We obtain from (1) for $m\geq 0, n\geq 1$:

\begin{align*} \color{blue}{T_{m,n}}&=e^{-f(x,y)}\frac{\partial^{m+n}}{\partial x^m\partial y^n}e^{f(x,y)}\\ &=e^{-f(x,y)}\frac{\partial^{m+n-1}}{\partial x^m\partial y^{n-1}}\left(\frac{\partial}{\partial y}e^{f(x,y)}\right)\\ &=e^{-f(x,y)}\frac{\partial^{m}}{\partial x^m}\frac{\partial^{n-1}}{\partial y^{n-1}}\left(f^{(0,1)}(x,y)e^{f(x,y)}\right)\\ &=e^{-f(x,y)}\frac{\partial^{m}}{\partial x^m}\sum_{s=0}^{n-1}\binom{n-1}{s}f^{(0,n-s)}(x,y)\frac{\partial s}{\partial y^s}e^{f(x,y)}\tag{3}\\ &=e^{-f(x,y)}\sum_{s=0}^{n-1}\binom{n-1}{s}\frac{\partial^{m}}{\partial x^m}\left(f^{(0,n-s)}(x,y)\frac{\partial ^s}{\partial y^s}e^{f(x,y)}\right)\\ &=e^{-f(x,y)}\sum_{s=0}^{n-1}\binom{n-1}{s}\sum_{r=0}^m\binom{m}{r}f^{(m-r,n-s)}(x,y)\frac{\partial ^r}{\partial x^r}\left(\frac{\partial ^s}{\partial y^s}e^{f(x,y)}\right)\tag{4}\\ &=\sum_{r=0}^m\sum_{s=0}^{n-1}\binom{m}{r}\binom{n-1}{s}f^{(m-r,n-s)}(x,y)\left(e^{-f(x,y)}\frac{\partial ^{r+s}}{\partial x^r\partial y^s}e^{f(x,y)}\right)\\ &\,\,\color{blue}{=\sum_{r=0}^m\sum_{s=0}^{n-1}\binom{m}{r}\binom{n-1}{s}f^{(m-r,n-s)}(x,y)T_{r,s}} \end{align*}

and the claim (2) follows.

Comment:

• In (3) and (4) we apply the general Leibniz rule

Answer 3

The answer by Markus is definitely appreciated, but I may have found a simpler way.

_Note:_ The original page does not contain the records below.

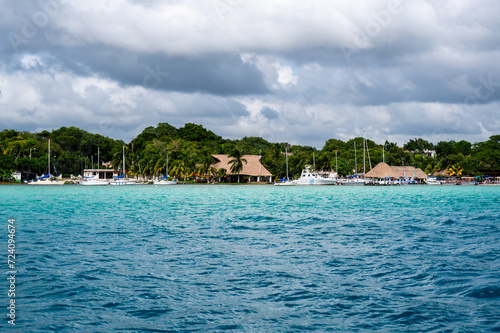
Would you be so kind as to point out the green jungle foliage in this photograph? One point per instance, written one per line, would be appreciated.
(189, 151)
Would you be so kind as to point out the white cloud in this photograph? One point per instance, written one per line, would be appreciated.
(411, 70)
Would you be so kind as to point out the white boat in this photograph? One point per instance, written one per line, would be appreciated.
(432, 181)
(164, 180)
(353, 181)
(45, 179)
(313, 178)
(94, 181)
(122, 180)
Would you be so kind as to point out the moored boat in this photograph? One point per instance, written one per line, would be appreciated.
(313, 178)
(94, 181)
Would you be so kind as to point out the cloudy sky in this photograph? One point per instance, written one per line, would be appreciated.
(294, 71)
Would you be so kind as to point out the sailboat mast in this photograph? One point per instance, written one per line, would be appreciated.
(286, 159)
(123, 161)
(355, 160)
(364, 154)
(49, 158)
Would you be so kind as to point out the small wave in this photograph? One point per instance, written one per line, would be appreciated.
(485, 292)
(147, 314)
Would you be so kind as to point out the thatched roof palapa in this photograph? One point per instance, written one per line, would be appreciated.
(384, 170)
(408, 171)
(253, 167)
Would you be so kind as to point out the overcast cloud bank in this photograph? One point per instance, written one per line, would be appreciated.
(285, 71)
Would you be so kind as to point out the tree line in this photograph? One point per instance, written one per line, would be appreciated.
(189, 149)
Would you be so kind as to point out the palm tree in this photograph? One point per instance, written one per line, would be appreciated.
(206, 161)
(237, 162)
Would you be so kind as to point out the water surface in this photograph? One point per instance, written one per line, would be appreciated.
(255, 258)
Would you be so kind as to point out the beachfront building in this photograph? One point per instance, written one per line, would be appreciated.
(384, 174)
(253, 169)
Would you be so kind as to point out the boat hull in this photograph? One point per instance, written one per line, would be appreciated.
(164, 182)
(95, 183)
(122, 183)
(289, 183)
(48, 182)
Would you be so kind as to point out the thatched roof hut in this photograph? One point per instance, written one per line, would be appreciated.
(383, 170)
(253, 167)
(408, 171)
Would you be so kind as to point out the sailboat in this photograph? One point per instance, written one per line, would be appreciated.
(45, 179)
(287, 181)
(164, 180)
(122, 180)
(94, 181)
(355, 180)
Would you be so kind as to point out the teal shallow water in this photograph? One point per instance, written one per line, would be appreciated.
(255, 258)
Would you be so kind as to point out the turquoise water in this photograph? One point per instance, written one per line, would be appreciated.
(254, 258)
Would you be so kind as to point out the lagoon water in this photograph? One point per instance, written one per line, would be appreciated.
(254, 258)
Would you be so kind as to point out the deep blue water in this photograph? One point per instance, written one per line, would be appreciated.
(254, 258)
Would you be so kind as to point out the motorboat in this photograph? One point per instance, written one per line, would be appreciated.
(313, 178)
(353, 181)
(94, 181)
(45, 180)
(164, 181)
(433, 181)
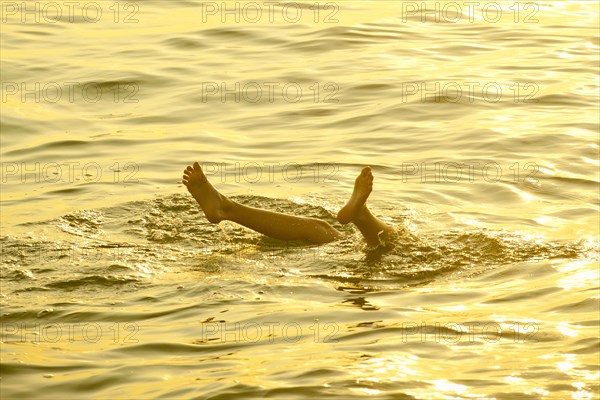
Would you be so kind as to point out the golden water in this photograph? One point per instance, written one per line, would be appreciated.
(482, 132)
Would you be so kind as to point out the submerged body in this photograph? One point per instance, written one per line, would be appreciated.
(218, 207)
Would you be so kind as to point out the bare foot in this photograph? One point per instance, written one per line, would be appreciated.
(213, 203)
(358, 201)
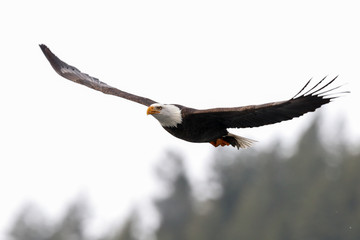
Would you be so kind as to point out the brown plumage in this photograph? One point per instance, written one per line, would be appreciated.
(210, 125)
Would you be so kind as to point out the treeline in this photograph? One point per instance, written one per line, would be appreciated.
(312, 193)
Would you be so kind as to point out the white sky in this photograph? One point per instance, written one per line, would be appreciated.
(59, 139)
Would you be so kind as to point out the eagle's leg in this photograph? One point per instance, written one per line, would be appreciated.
(220, 142)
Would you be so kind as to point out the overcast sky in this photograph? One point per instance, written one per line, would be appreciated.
(59, 139)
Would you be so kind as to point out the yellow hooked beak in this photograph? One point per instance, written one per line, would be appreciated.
(152, 110)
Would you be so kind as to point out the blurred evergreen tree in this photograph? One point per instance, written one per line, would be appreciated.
(312, 193)
(32, 225)
(177, 208)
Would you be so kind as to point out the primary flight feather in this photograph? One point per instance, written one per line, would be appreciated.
(209, 125)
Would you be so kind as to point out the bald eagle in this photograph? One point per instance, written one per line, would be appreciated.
(208, 125)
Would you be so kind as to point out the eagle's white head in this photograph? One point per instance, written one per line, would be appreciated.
(167, 114)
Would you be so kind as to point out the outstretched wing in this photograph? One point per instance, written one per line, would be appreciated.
(75, 75)
(258, 115)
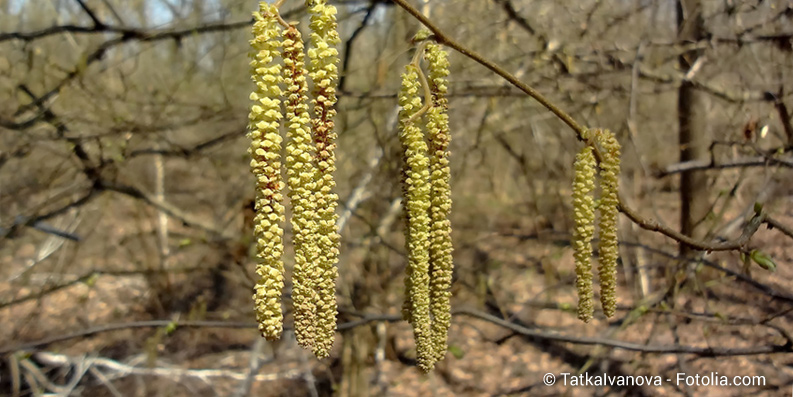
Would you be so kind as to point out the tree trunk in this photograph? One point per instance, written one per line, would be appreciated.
(693, 129)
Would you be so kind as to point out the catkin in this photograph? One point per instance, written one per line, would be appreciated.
(301, 176)
(440, 252)
(323, 72)
(264, 121)
(584, 218)
(416, 202)
(608, 250)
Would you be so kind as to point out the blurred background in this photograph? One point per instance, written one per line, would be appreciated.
(125, 192)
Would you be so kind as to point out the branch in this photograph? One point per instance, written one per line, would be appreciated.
(444, 39)
(775, 224)
(97, 22)
(60, 360)
(707, 164)
(647, 224)
(543, 335)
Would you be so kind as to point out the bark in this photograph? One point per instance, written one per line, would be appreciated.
(693, 126)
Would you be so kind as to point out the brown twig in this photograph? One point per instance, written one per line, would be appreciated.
(648, 224)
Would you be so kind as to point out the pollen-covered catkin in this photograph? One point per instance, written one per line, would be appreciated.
(441, 265)
(584, 218)
(323, 72)
(416, 202)
(608, 250)
(264, 121)
(301, 176)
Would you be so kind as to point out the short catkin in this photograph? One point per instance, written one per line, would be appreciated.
(302, 174)
(441, 265)
(323, 71)
(265, 149)
(608, 250)
(584, 218)
(416, 190)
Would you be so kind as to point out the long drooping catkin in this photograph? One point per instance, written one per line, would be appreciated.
(440, 253)
(584, 217)
(264, 121)
(323, 71)
(608, 250)
(302, 175)
(416, 202)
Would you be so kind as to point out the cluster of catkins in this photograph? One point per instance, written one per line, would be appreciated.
(310, 163)
(427, 202)
(584, 217)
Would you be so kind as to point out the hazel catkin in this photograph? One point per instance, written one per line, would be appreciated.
(263, 125)
(301, 180)
(440, 252)
(584, 218)
(416, 191)
(608, 250)
(323, 71)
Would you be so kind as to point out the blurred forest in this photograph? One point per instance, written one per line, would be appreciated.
(125, 219)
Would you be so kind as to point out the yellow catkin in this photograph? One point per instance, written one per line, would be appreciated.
(416, 189)
(584, 218)
(301, 180)
(323, 71)
(441, 265)
(608, 250)
(264, 121)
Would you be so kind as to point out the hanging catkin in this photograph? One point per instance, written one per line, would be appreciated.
(608, 250)
(323, 72)
(584, 217)
(302, 175)
(441, 265)
(264, 121)
(416, 203)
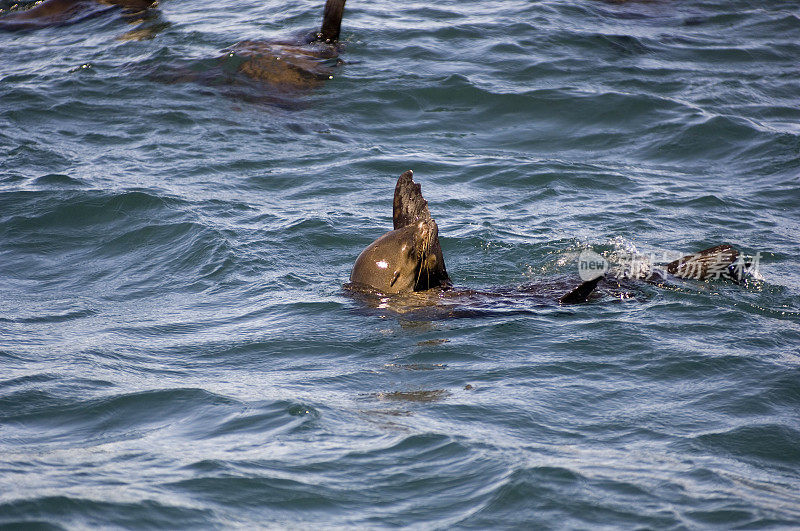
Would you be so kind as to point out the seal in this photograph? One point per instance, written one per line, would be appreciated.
(63, 12)
(408, 258)
(297, 64)
(272, 72)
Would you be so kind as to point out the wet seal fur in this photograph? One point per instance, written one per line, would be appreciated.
(63, 12)
(409, 258)
(274, 72)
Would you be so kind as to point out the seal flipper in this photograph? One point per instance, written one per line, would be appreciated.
(582, 292)
(409, 205)
(331, 21)
(714, 262)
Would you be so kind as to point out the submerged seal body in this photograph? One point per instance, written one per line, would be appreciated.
(63, 12)
(409, 259)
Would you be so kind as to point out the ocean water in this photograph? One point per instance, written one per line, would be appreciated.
(176, 347)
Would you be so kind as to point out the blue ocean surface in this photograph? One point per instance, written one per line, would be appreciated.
(177, 349)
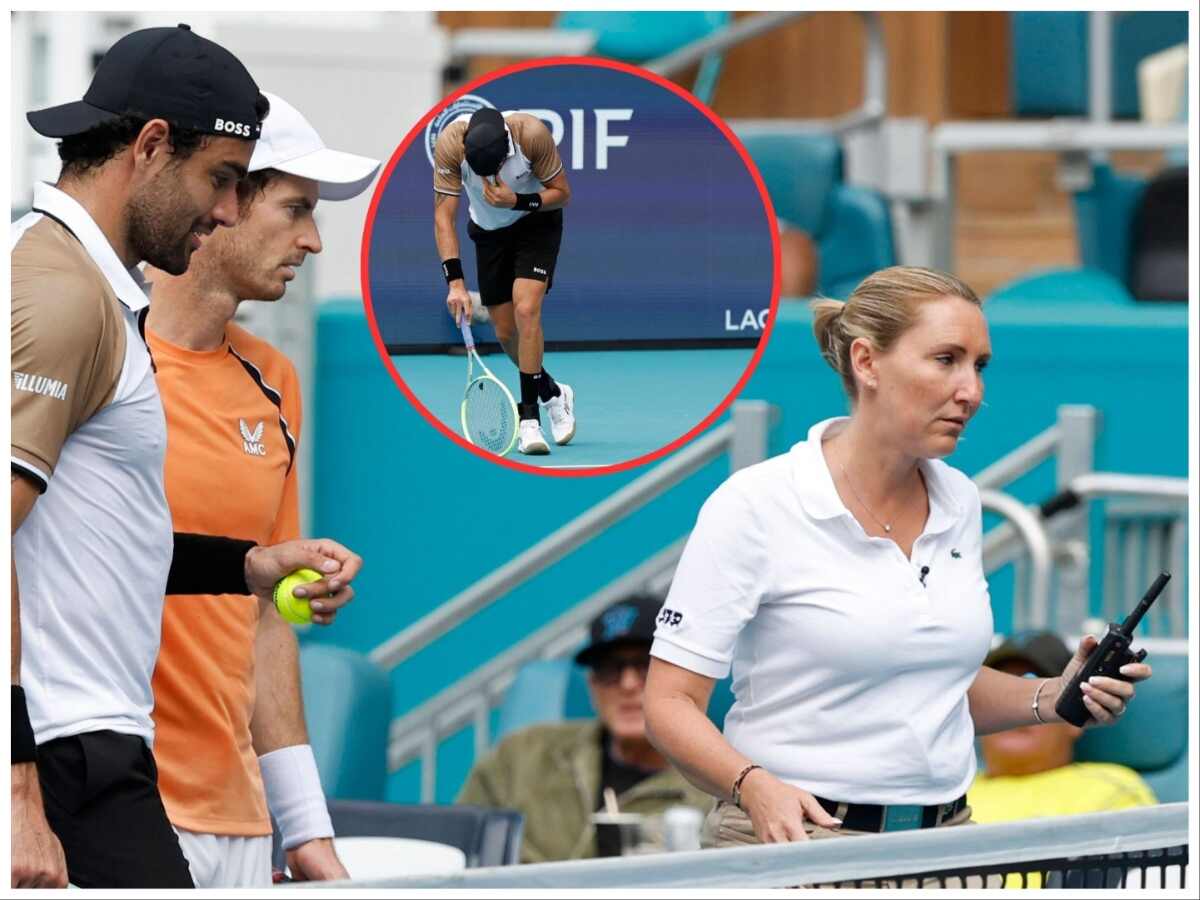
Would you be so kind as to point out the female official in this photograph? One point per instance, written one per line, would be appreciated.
(844, 583)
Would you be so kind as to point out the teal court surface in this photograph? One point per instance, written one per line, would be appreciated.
(627, 402)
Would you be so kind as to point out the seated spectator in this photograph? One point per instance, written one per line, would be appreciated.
(557, 773)
(798, 263)
(1031, 772)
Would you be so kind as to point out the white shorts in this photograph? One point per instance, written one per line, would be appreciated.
(226, 861)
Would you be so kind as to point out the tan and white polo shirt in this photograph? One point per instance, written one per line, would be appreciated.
(88, 427)
(532, 161)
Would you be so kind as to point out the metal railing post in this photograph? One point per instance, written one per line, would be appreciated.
(1029, 525)
(751, 431)
(1078, 427)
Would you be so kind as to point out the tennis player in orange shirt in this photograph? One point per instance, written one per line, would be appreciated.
(231, 737)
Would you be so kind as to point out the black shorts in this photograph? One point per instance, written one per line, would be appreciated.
(527, 249)
(101, 797)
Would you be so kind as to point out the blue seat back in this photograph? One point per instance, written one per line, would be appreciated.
(851, 226)
(1152, 736)
(641, 36)
(348, 711)
(1050, 65)
(486, 837)
(1056, 286)
(1104, 220)
(557, 690)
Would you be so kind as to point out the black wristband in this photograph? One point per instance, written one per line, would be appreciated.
(451, 269)
(24, 748)
(203, 564)
(528, 202)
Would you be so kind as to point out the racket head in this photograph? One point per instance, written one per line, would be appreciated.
(489, 415)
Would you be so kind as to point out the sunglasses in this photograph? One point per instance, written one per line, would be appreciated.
(611, 671)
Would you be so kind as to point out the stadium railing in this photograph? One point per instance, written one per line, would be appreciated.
(1050, 546)
(418, 733)
(1143, 847)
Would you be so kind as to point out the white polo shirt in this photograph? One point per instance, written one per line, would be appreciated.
(88, 427)
(850, 676)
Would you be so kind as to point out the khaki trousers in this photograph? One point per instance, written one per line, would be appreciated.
(726, 826)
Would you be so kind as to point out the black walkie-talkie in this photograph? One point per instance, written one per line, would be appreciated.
(1107, 659)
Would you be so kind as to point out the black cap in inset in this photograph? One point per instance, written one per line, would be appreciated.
(1043, 651)
(165, 73)
(629, 621)
(487, 142)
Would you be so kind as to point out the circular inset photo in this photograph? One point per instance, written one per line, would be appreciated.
(570, 265)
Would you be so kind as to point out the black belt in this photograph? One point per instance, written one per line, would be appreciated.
(897, 817)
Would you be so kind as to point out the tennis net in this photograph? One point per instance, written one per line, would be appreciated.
(1129, 849)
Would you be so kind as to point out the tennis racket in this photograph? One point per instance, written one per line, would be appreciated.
(489, 413)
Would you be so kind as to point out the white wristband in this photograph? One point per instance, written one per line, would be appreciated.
(294, 795)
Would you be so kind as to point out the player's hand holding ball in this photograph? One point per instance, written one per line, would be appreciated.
(334, 565)
(498, 193)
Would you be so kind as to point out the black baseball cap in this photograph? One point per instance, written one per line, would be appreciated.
(168, 73)
(1043, 651)
(487, 142)
(629, 621)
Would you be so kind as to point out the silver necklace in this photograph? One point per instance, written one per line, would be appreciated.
(885, 526)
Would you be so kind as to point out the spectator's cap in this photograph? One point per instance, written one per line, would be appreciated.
(1044, 652)
(165, 73)
(486, 142)
(630, 621)
(291, 144)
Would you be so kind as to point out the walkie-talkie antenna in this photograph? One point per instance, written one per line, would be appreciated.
(1132, 621)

We expect the solution to be in the form

$$ \frac{\partial^{m+n}}{\partial x^m \partial y^n}e^{f(x,y)} = e^{f(x,y)}T_{mn}, $$

where $T_{mn} = \sum_{p,q}C^{mn}_{pq}f^{(p,q)}(x,y)$ is a polynomial in the partial derivatives of $f(x,y)$. I have worked out a recursive definition of $T_{mn}$:

$$ \begin{align} T_{m0} &= B_m(f^{(1,0)}(x,y),\dots,f^{(m,0)}(x,y))\\ T_{mn} &= \sum_{r=0}^m\sum_{s=0}^{n-1}\binom{m}{r}\binom{n-1}{s}T_{rs}f^{(m-r,n-s)}(x,y)\qquad n\geq1 \end{align} $$

The only issue is that I don't have an actual proof, I found this result by generating a lot of examples with Mathematica and by staring at them long enough.